W. Craig Carter
Primary Impact, Materials, Research Type
Contact Info
Assistant
Research
Professor W. Craig Carter came to MIT with a research focus in the application of theoretical and computational materials science to microstructural evolution and the relations between material properties and microstructure. He places particular emphasis on the physical analysis of complex processes when possible and the development of numerical algorithms and codes when microstructural simulation is required. In recent years he has brought his interests and skills to the science of battery materials and the electro-chemo-mechanics of phase transitions and fracture of battery electrodes.
Biography
Professor Carter received all his degrees in materials science at the University of California, Berkeley, earning a PhD in 1989. He worked at the National Institute of Standards and Technology and the Rockwell Science Center before joining MIT in 1998. Professors Carter and Yet-Ming Chiang have developed a flow battery that utilizes co-suspensions of solid-state electrodes and electronically conductive particulates. They co-founded a company, 24M, to produce grid scale energy storage systems.

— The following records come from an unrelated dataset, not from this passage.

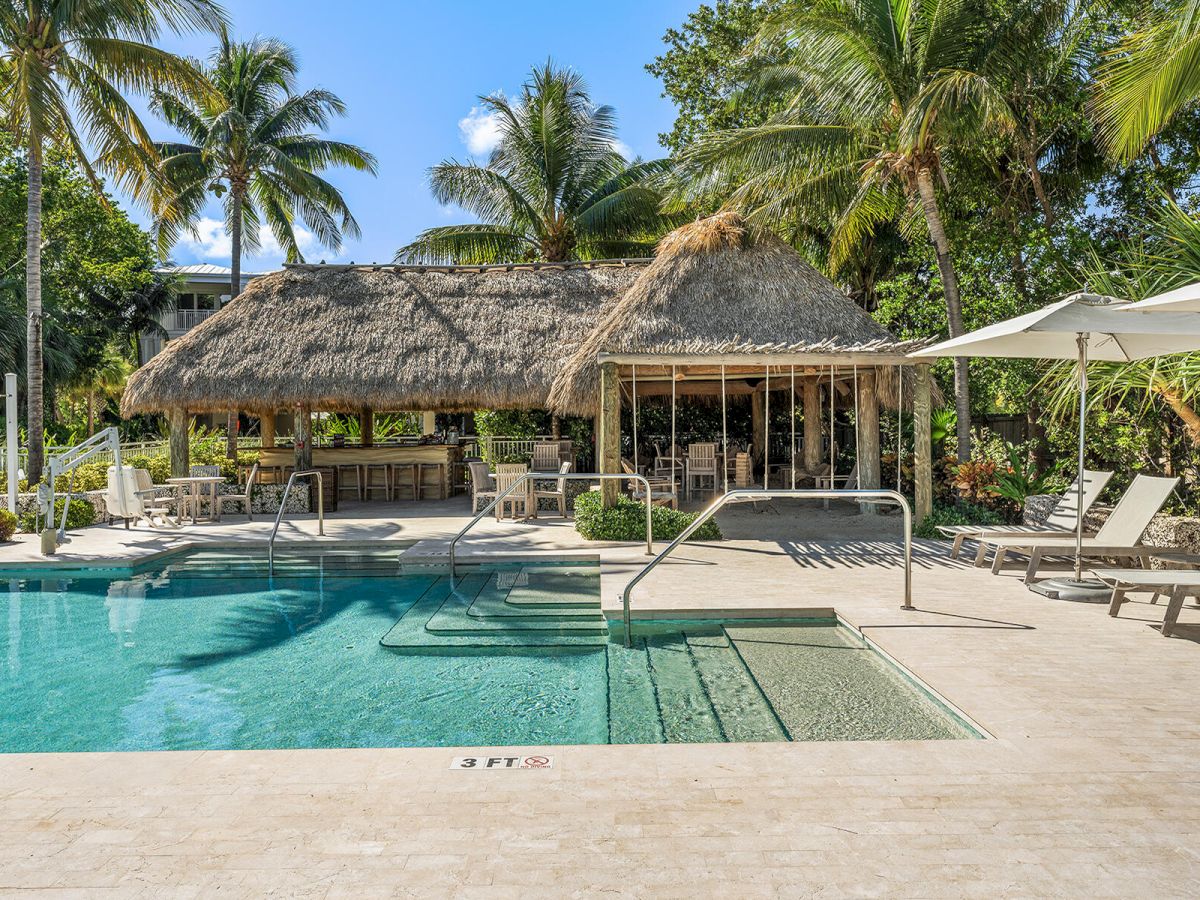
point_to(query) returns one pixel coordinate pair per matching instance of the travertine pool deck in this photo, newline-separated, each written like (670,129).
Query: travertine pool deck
(1087,786)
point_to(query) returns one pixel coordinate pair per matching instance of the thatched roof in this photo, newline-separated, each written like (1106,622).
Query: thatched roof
(387,337)
(719,287)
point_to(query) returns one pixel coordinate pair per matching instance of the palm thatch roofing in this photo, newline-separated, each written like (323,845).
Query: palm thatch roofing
(342,339)
(724,292)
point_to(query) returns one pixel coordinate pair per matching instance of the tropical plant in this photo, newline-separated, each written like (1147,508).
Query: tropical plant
(1149,77)
(1020,479)
(553,189)
(879,93)
(251,142)
(64,67)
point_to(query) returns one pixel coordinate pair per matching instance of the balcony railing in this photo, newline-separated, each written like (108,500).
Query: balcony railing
(185,319)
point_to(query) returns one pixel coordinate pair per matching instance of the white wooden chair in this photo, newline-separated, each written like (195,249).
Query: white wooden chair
(558,495)
(507,474)
(546,456)
(480,484)
(245,497)
(701,466)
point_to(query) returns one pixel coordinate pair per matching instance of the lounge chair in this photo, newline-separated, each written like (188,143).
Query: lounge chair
(1176,583)
(1061,521)
(1119,537)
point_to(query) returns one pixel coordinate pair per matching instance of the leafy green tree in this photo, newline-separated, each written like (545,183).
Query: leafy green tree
(64,66)
(706,65)
(99,286)
(1149,77)
(879,94)
(555,187)
(251,141)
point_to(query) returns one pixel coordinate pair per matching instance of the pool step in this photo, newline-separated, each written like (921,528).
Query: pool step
(441,619)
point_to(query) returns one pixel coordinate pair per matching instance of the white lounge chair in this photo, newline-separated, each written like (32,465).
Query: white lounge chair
(1119,537)
(1062,519)
(1176,583)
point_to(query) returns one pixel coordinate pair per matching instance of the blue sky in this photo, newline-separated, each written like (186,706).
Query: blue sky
(411,72)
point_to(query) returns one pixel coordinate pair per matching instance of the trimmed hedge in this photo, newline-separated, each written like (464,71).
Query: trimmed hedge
(627,521)
(960,514)
(81,515)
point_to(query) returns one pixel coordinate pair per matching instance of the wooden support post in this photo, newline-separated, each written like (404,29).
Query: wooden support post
(366,427)
(303,432)
(180,459)
(923,445)
(610,431)
(811,425)
(869,463)
(759,423)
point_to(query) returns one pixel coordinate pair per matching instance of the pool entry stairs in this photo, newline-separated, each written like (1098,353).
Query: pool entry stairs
(677,683)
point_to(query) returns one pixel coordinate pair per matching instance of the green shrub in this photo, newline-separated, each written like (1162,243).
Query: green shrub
(959,514)
(81,515)
(627,521)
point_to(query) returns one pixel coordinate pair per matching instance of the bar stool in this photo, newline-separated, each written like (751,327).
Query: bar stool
(439,471)
(343,483)
(405,477)
(371,484)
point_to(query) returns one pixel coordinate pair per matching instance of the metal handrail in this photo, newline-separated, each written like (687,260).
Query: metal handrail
(283,503)
(750,495)
(553,477)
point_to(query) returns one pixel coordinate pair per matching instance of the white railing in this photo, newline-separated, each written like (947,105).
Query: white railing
(185,319)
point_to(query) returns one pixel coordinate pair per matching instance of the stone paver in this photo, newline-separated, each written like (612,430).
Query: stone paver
(1087,786)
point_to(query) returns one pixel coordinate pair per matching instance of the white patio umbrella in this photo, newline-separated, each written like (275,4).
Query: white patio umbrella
(1186,299)
(1080,327)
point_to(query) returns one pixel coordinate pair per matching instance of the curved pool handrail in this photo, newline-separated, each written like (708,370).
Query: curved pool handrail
(283,503)
(803,493)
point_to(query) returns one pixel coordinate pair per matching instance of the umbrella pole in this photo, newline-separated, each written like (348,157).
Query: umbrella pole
(1081,341)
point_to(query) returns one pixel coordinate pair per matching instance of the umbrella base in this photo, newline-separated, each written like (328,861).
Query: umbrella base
(1085,591)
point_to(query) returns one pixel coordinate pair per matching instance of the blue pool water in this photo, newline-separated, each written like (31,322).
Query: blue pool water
(205,652)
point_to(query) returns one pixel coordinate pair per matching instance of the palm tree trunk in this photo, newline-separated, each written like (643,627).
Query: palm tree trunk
(1188,415)
(953,305)
(234,289)
(34,365)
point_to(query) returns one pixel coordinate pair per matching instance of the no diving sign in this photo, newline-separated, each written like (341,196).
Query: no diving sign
(503,762)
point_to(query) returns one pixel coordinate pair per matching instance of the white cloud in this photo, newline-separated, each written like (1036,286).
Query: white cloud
(209,240)
(480,131)
(624,149)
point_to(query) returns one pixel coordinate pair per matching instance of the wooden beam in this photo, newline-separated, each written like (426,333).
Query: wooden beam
(759,424)
(756,361)
(869,462)
(180,451)
(366,427)
(610,431)
(303,432)
(811,424)
(923,444)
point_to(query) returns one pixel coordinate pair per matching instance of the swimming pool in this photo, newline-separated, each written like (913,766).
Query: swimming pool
(341,649)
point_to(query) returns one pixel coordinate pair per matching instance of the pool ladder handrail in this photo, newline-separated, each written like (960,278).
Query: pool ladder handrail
(283,503)
(553,477)
(803,493)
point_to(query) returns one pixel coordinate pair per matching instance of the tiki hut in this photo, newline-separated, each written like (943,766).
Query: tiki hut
(342,339)
(727,309)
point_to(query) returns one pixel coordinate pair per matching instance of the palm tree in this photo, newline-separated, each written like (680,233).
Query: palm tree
(252,142)
(555,187)
(64,66)
(1147,78)
(877,95)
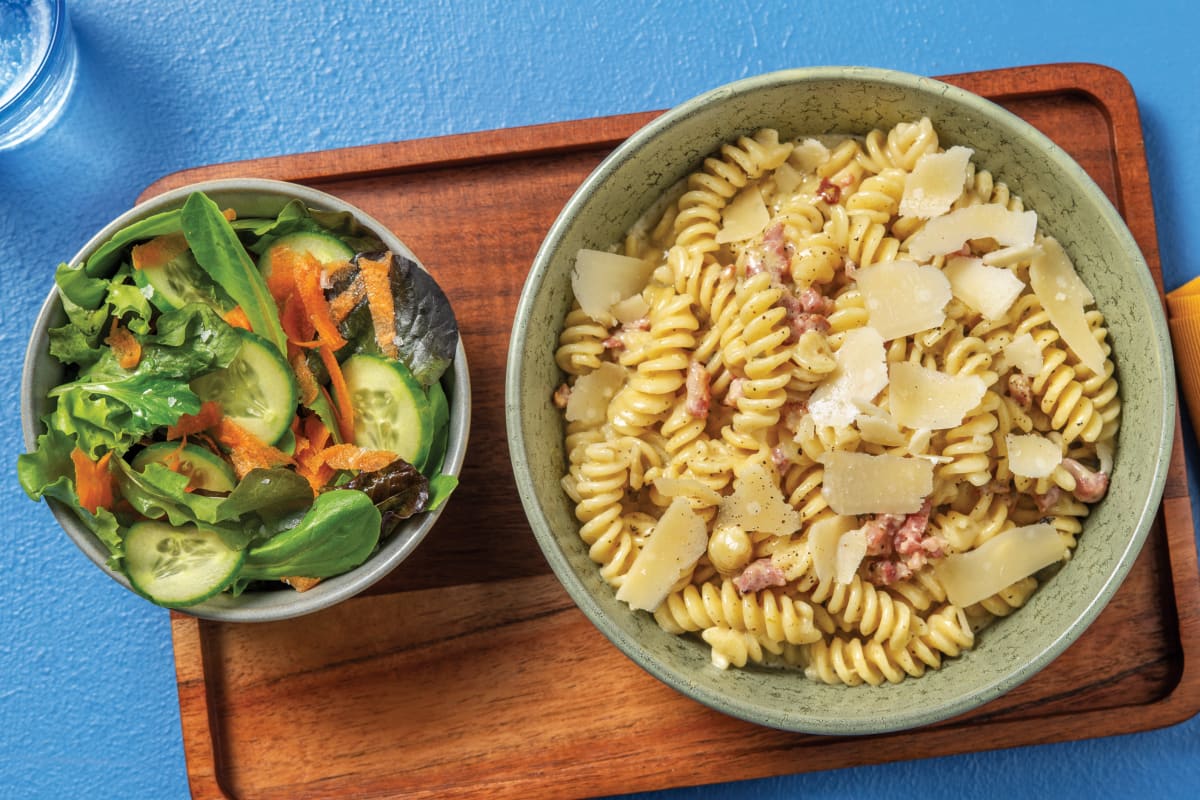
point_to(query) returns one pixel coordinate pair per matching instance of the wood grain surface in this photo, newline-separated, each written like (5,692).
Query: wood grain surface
(469,673)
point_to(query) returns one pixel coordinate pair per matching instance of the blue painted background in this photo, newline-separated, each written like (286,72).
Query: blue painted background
(88,703)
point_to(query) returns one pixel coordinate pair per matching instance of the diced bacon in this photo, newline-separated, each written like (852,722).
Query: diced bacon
(1047,501)
(1020,390)
(562,395)
(1090,486)
(760,575)
(815,302)
(699,391)
(829,192)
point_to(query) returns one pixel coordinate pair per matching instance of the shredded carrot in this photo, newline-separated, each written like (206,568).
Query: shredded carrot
(300,584)
(247,451)
(237,317)
(341,306)
(94,481)
(281,282)
(192,423)
(341,394)
(306,382)
(125,346)
(157,251)
(377,278)
(307,280)
(354,457)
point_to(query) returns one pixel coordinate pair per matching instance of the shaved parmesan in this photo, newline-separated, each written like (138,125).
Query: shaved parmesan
(1063,296)
(999,563)
(861,374)
(589,397)
(687,487)
(676,543)
(630,310)
(756,504)
(809,155)
(744,217)
(1024,355)
(904,298)
(988,289)
(863,483)
(951,232)
(823,537)
(1032,456)
(601,280)
(921,397)
(935,182)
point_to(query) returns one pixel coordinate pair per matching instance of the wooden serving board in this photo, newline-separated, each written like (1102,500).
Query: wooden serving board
(469,672)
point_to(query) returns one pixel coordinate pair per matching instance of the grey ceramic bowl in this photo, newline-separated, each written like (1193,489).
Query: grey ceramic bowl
(247,197)
(816,101)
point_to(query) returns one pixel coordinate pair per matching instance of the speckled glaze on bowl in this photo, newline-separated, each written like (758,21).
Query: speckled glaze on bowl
(1069,205)
(265,198)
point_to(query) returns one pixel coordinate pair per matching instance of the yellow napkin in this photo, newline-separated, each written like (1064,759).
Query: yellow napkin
(1183,318)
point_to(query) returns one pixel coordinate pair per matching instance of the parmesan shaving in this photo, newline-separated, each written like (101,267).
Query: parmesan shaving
(672,548)
(1024,355)
(744,217)
(592,394)
(756,504)
(921,397)
(823,537)
(1063,298)
(600,280)
(862,483)
(990,290)
(1032,456)
(861,374)
(904,298)
(935,182)
(951,232)
(999,563)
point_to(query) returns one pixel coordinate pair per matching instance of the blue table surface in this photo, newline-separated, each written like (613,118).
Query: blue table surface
(88,702)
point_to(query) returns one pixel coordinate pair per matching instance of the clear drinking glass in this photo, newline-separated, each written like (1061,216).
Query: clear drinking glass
(37,67)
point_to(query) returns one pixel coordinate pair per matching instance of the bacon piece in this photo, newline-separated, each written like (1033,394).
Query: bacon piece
(759,575)
(562,395)
(699,391)
(1090,486)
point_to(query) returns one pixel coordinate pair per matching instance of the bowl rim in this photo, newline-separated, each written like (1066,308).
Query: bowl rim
(250,608)
(772,716)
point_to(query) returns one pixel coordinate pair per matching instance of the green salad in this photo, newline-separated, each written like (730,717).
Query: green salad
(249,402)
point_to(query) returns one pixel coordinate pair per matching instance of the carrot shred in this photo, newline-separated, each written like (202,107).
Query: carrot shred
(237,318)
(157,251)
(341,306)
(354,457)
(247,451)
(342,405)
(94,481)
(192,423)
(377,280)
(312,295)
(125,346)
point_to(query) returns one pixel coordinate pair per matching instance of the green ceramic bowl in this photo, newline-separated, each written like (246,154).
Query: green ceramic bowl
(247,197)
(1071,206)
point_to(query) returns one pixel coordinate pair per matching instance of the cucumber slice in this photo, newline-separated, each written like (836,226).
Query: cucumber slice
(204,469)
(439,416)
(173,283)
(390,408)
(257,390)
(325,248)
(179,565)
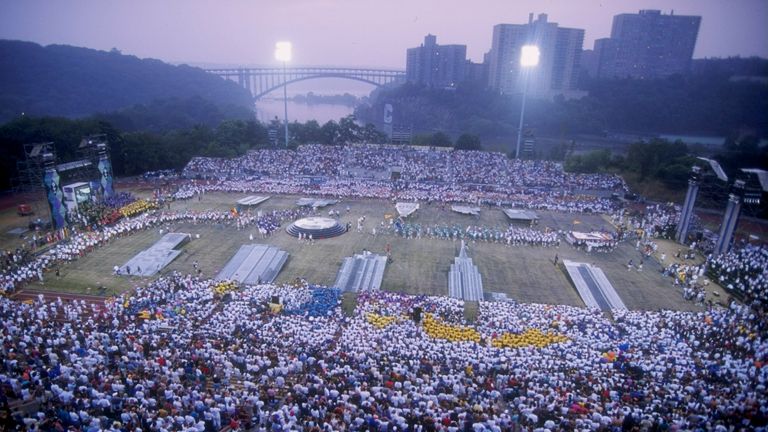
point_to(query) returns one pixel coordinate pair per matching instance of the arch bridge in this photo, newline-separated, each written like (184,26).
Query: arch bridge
(260,81)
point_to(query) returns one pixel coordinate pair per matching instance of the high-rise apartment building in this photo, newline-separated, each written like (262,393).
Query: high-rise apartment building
(646,45)
(558,68)
(436,65)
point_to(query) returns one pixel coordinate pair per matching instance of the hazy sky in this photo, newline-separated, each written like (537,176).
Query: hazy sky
(346,32)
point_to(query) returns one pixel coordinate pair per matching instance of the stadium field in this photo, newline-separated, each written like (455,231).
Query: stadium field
(420,266)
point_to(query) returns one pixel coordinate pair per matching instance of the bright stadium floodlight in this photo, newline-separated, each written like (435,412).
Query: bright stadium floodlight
(529,58)
(283,54)
(529,55)
(283,51)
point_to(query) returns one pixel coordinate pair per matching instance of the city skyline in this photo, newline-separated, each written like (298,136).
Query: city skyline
(344,32)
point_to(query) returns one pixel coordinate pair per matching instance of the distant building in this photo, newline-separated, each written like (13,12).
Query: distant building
(476,72)
(436,65)
(558,68)
(647,45)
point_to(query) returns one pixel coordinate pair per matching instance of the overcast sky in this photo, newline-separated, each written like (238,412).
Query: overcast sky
(346,32)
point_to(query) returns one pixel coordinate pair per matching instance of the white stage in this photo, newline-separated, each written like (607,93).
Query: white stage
(252,200)
(474,211)
(406,209)
(314,202)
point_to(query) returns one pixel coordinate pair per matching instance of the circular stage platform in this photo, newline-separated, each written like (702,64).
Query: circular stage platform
(319,227)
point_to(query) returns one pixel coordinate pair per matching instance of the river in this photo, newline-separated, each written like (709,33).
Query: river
(271,105)
(267,109)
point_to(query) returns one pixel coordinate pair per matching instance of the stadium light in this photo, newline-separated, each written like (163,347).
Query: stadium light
(283,51)
(529,58)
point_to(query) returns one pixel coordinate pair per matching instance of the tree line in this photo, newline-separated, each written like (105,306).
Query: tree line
(713,101)
(135,151)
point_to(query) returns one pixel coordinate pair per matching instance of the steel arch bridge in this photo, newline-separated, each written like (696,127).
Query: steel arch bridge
(260,81)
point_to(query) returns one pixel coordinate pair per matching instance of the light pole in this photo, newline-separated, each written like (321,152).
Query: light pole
(529,57)
(283,54)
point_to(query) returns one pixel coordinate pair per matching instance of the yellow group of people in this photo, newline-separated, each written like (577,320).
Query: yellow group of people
(454,333)
(137,207)
(146,314)
(530,337)
(381,321)
(225,287)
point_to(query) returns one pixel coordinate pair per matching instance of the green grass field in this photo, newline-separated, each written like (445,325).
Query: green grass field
(420,266)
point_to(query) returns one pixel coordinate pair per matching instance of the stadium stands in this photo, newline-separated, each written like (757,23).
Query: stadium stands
(254,264)
(362,272)
(464,280)
(593,287)
(152,260)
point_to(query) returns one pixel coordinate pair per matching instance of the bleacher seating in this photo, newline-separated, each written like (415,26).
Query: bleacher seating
(464,280)
(362,272)
(254,264)
(593,286)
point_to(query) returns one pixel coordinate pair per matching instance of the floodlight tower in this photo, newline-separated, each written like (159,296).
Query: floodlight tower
(690,200)
(283,54)
(54,195)
(731,218)
(529,58)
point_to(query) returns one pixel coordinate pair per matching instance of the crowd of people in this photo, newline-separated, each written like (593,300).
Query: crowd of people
(400,191)
(744,272)
(21,266)
(186,353)
(417,164)
(511,236)
(423,174)
(201,361)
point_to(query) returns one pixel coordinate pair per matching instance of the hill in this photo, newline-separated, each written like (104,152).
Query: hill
(68,81)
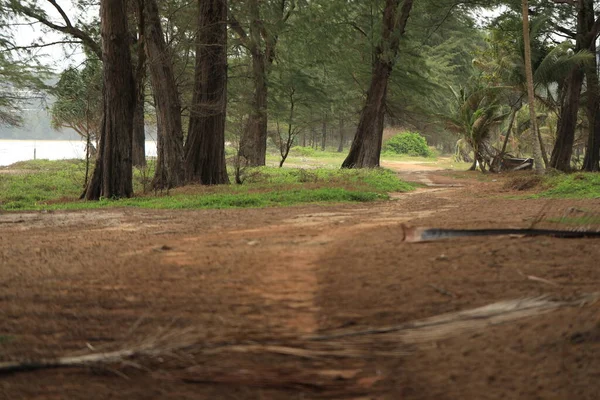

With Professor Neri Oxman of the MIT Media Lab, Professor Carter has collaborated on several projects that incorporate aspects of materials science, natural design, and mythology. Their work has been shown in exhibitions and added to the permanent collections of the Museum of Modern Art, the Smithsonian Institution, and the Pompidou Center. His work with Ryo Kobayashi and Jim Warren on continuum models of polycrystals produced the KWC equation which has become widely employed and studied in materials science and mathematics. His work with Rowland Cannon and Ming Tang on transitions at grain boundaries introduced complexions as a type of first-order structural and chemical transition.
Key Publications
Controlling dendrite propagation in solid-state batteries with engineered stress
Showed how metal filaments called dendrites form in solid-state batteries, and how their damaging effects can be reduced or averted altogether. Dendrites are one of the causes of premature failure of rechargeable batteries.